Dans la campagne un soir de pluie. Servet s'endort au volant de sa voiture et renverse un homme. Il se cache tout près alors que des automobilistes dépassent le corps étendu tout en notant le numéro de la plaque de la voiture coupable.
Eyüp est appelé au téléphone chez lui au petit matin par son patron, Servet. Celui-ci lui propose de se déclarer coupable de l'accident. Eyüp est le chauffeur de Servet et risque au maximum de six à douze mois de prison. En contrepartie, il continuera de toucher son salaire et recevra une grosse somme d'argent à sa sortie de prison. Servet ruinerait sa carrière politique en assumant l'accident : il est engagé dans une bataille politique importante qui lui permettra de devenir député dans quelques semaines.
Eyüp accepte et se retrouve en prison. Il reçoit la visite de son fils Ismail auquel il prodigue des encouragements pour ne pas échouer une seconde fois à son examen d'entrée à l'université.
Rien n'y fait pourtant et Hacer, sa mère, ne peut que déplorer qu'il passe des journées entières à dormir après son échec. Ismail a pourtant en tête un travail qui lui plairait : conduire les enfants à la crèche chaque matin et soir. Pour cela, il a besoin d 'une voiture. Hacer refuse d'aller demander une avance à Servet sans que Eyüp ne soit au courant. Elle s'y résout pourtant lorsque Ismail revient ensanglanté après une bagarre avec la bande de petits voyous qui sont ses nouveaux amis...
La beauté de chaque plan est en adéquation avec l'intensité physique et psychologique quasiment permanente tout au long du film.
Economie narrative avec ellipses
Il n'y a pas de surprises dramatiques en dehors du strict enjeu humain qui est le sujet du film. Eyüp est ainsi condamné à neuf mois, moyenne exacte de ce que lui avait indiqué son patron. Malgré l'échec aux législatives de celui-ci et ses difficultés financières, la somme prévue sera versée quand même.

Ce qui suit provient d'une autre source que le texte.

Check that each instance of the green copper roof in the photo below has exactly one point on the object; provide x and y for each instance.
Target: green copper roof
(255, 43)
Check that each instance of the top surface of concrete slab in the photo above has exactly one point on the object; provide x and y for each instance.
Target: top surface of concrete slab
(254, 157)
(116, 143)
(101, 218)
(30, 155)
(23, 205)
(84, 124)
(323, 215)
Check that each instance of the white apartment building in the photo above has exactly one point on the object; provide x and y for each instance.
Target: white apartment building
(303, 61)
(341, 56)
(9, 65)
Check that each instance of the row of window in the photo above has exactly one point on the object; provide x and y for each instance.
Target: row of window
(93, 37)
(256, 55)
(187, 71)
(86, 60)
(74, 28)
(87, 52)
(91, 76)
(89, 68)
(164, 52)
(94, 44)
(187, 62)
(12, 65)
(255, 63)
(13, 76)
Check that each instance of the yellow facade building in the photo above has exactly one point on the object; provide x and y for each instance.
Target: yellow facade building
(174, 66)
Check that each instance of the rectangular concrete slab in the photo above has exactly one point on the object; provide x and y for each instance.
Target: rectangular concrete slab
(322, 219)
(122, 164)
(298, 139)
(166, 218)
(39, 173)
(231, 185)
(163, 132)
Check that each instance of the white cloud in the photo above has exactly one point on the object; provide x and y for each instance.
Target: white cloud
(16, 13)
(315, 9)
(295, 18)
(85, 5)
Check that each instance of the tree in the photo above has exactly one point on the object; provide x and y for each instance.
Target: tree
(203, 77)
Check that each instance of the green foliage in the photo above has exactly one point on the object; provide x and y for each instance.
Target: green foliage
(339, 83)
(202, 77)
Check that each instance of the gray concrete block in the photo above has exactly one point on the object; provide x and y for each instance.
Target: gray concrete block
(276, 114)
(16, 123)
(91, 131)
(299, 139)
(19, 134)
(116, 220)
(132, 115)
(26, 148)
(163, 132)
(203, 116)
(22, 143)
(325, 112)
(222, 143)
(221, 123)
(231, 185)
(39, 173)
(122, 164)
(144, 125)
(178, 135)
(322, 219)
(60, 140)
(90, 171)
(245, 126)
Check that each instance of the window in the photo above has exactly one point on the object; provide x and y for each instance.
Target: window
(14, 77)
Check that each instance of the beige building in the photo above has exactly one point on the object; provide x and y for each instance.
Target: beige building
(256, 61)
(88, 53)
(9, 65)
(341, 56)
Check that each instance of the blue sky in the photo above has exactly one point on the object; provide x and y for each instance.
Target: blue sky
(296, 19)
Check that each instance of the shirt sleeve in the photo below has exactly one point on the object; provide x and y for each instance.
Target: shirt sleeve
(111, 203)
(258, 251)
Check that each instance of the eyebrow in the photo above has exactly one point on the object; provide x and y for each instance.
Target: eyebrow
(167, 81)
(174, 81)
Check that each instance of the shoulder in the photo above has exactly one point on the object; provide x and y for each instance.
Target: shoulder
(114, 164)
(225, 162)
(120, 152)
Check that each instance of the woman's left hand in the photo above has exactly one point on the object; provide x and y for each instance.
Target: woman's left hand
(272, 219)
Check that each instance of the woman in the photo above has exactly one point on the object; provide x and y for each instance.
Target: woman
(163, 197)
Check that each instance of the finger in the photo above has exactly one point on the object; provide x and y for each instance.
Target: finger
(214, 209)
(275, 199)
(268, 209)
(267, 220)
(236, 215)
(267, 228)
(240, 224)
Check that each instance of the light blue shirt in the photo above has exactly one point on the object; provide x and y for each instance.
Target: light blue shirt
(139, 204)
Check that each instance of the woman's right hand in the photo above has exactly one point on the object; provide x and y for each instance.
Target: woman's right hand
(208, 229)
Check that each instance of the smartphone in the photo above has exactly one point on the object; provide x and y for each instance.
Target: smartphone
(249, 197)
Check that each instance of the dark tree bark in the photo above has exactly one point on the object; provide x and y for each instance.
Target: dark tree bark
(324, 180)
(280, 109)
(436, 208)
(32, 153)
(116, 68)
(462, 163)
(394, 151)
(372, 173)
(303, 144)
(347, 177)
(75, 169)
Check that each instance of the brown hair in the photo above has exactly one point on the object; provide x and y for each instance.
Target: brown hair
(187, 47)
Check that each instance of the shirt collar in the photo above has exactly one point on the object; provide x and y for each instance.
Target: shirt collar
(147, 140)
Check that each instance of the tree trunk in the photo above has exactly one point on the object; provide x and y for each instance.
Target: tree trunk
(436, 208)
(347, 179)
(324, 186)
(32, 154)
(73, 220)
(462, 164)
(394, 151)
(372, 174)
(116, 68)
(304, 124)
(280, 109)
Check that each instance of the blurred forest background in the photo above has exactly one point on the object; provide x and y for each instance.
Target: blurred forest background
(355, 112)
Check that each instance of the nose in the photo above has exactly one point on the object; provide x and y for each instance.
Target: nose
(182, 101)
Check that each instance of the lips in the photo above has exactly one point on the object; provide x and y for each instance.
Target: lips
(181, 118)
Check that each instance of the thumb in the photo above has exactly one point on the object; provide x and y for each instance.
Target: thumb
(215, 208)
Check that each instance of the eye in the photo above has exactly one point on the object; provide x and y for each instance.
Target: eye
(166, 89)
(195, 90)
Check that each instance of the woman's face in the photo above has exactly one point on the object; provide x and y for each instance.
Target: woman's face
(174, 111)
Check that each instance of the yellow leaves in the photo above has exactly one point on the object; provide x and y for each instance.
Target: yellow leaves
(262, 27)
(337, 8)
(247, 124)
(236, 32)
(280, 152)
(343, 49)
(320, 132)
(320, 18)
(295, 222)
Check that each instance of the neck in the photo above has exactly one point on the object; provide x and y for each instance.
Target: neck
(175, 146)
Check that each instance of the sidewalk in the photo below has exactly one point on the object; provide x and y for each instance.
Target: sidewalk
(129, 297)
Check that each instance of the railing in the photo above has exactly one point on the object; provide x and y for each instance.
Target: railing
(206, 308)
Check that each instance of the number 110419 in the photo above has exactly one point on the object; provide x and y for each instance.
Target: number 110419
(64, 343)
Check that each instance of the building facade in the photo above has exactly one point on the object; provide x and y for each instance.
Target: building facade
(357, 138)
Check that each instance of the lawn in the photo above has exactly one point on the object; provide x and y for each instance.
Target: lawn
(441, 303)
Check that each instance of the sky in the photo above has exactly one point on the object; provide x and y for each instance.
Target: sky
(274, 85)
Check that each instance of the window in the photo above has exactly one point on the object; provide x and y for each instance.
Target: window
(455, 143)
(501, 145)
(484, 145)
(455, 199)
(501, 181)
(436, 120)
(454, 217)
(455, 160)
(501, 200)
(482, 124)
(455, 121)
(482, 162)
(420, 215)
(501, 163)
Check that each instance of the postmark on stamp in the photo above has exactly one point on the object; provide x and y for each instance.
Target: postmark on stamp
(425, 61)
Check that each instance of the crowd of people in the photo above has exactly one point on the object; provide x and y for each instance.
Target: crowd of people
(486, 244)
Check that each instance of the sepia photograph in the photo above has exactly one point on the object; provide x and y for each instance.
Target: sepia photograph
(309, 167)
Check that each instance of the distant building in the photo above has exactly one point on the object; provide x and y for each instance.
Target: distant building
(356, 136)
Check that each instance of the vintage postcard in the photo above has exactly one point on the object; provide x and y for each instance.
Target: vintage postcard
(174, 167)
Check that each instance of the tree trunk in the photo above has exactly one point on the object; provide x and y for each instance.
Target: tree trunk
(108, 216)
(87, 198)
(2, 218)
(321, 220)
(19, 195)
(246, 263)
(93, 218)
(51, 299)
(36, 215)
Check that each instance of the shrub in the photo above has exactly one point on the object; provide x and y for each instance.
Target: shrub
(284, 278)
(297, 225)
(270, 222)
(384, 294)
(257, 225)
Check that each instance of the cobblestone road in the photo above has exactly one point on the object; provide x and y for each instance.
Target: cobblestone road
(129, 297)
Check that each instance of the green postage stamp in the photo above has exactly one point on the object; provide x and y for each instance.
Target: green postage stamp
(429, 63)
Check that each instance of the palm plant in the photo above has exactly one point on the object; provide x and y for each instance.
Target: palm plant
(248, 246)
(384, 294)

Les ellipses narratives passent au-dessus des explications inutiles et convenues. Ainsi, une fois qu'Eyüp accepte la clé de la voiture donnée par Servet, il se retrouve directement en prison. Ceylan nous épargne les explications données à sa femme et son fils, pour aller directement à la scène où le père en prison sait que les encouragements donnés à son fils ne seront pas suffisants pour le pousser à travailler à son concours d'entrée. De même la scène où Servet ramène en voiture, suffit à faire sentir leur mutuelle attirance physique. La scène qui les réunit pour la première fois ensuite aura un tout autre enjeu, celui de leur découverte par Ismail.
L'économie de moyens narrative permet un formalisme de l'image qui ne vient pas pour être remarquée et provoquer des effets maniéristes mais qui indique, avec ses ciels assombris, la détresse morale des trois membres de cette famille. Le fils fait semblant de ne pas voir sa mère, le père et la mère font semblant de ne pas comprendre les silences de leurs fils. Selon la fable connue en Turquie, ils font es trois singes. Le père, la femme et le fils font semblant de ne pas entendre, de ne pas voir mais la violence ressurgit.
La violence des pulsions
Le fils est celui qui éprouve le plus la tension entre le trio constitué du mari de la femme et de l'amant. C'est sur lui que pèsent les visites à la prison, les reproches de la mère et la répulsion pour l'amant de sa mère. La sueur, le sang et le vomie sont son lot. S'ajoute à cela la culpabilité d'avoir perdu son frère qui revient le travailler dans un cauchemar. Ceylan suggère aussi qu'il voit la scène où sa mère se traîne aux pieds se son amant ce qui explique son passage à l'acte envers Servet.
Ce terrible surgissement de la pulsion, Eyüp l'assumera finalement avec finesse psychologique et grandeur d'âme. Il profite de la situation économique de Bayram comme Servet avait profité de la sienne. Le dernier plan suggère aussi qu'il a retrouvé une grandeur morale. Debout sur la terrasse de l'immeuble solitaire noyé de pluie, il a sorti sa famille du cauchemar où son absence l'avait plongé.